There’s a great case study: Andrew Strauss retired in 2012, and received wisdom is that he is yet to be replaced as an opener. We wanted the next Strauss. We should have been looking for the next Rob Key (15 tests averaging 31 between 2003-2005 while we waited for the next star batsman to come along).

Instead Cook was partnered by Compton (average 31) – Root (42) – Carberry (28) – Robson (31) – Trott (12) – Lyth (20) – Ali (14) – Hales (27) – Duckett (23) – Hameed (32) – Jennings (27) – Stoneman (28) – Jennings

Remember who Carberry got his runs against? An away Ashes series in 2013: Harris, Johnson, Siddle, Lyon, Watson. Those 281 runs were well earned.

With hindsight, pretty much every pick between Robson and Jennings was an error. England had viable alternatives for Strauss 3 times: Compton, Carberry and Robson. Having rejected them, playing people out of position (Trott / Ali) and gambling on youth (Duckett / Hameed) as the next cabs off the rank as England moved ever further down the list of possibles.

England chose weaker options because they weren’t willing to settle for a batsman averaging in the low-30s. That cost England runs- and since the selectors’ are employed to pick the best team possible, this is a failure. One they don’t get criticised enough for. Fear not, dear reader, we know England’s best batting options– and will collectively tut if the selectors deviate from them!

Conclusion: England should hold their nerve, even if Burns and Jennings are only averaging 33 coming into the Ashes.

Using CricViz False Shot % as an alternative to Averages

CricViz now use False Shot Percentages as a metric for assessing batsmen. Most recently they have done this as one factor when considering Australia’s options for the Sri Lanka tour.
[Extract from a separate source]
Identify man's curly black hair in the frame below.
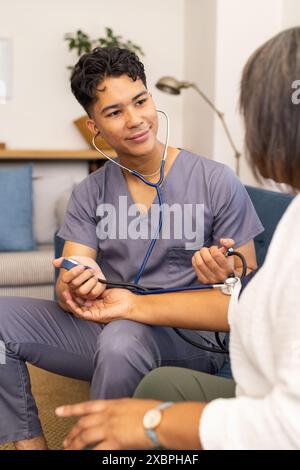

A key point is that False Shots and averages are not equivalents – if a two batsman both have a 10% False Shot rate, the more attacking batsman will average more because they will score more runs for each error they make. One has to combine False Shot Rate and Strike Rate to get a useful metric.

As such, I’ve used the data CricViz published, and overlaid that with First Class Strike Rates to give an expected average derived from False Shot %

The chart shows that Maxwell leads the options (due to his Strike Rate of >70 runs per hundred balls, combined with a healthy 10.4% False Shot rate. This is interesting because his 3 year Sheffield Shield average was only 43. Worth bearing in mind he isn’t a Red Ball regular, with only 962 runs in the last 3 years.

Handscomb (real world average 50, False Shot average 57) can feel hard-done-by to have missed out on selection. He averages 38 in Tests, it looks an odd choice.

There is evidence that Pucovski is as good as the hype – CricViz’s data suggesting that not only has he performed well (FC Average 49 after 8 games), but that it isn’t a fluke (v.low False Shots implying he may have been unlucky to average only 49 in those 8 matches). Still, it’s a small sample size.

Conclusions: False Shots combined with Strike Rate are a potentially useful tool in predicting player averages when limited data is available (such as young players). However, more evidence is required of long term correlations before False Shot % and Strike Rate replaces averages.

A review of England’s batting options

Eeny meeny miny moe

Anon, Pre-1820

Whinging about selection is part of how I traditionally spend the days leading up to an England Test. It’s my habit, and I’m probably not alone in that.

With the new(ish) England selection panel of Ed Smith, Trevor Bayliss, and James Taylor, whinging about batting selection has been more difficult.

Burns in for Cook? The logical choice. Moeen Ali recalled? Makes sense. Buttler plucked from White Ball obscurity? Not what I would have done (Hildreth or Livingstone), but OK.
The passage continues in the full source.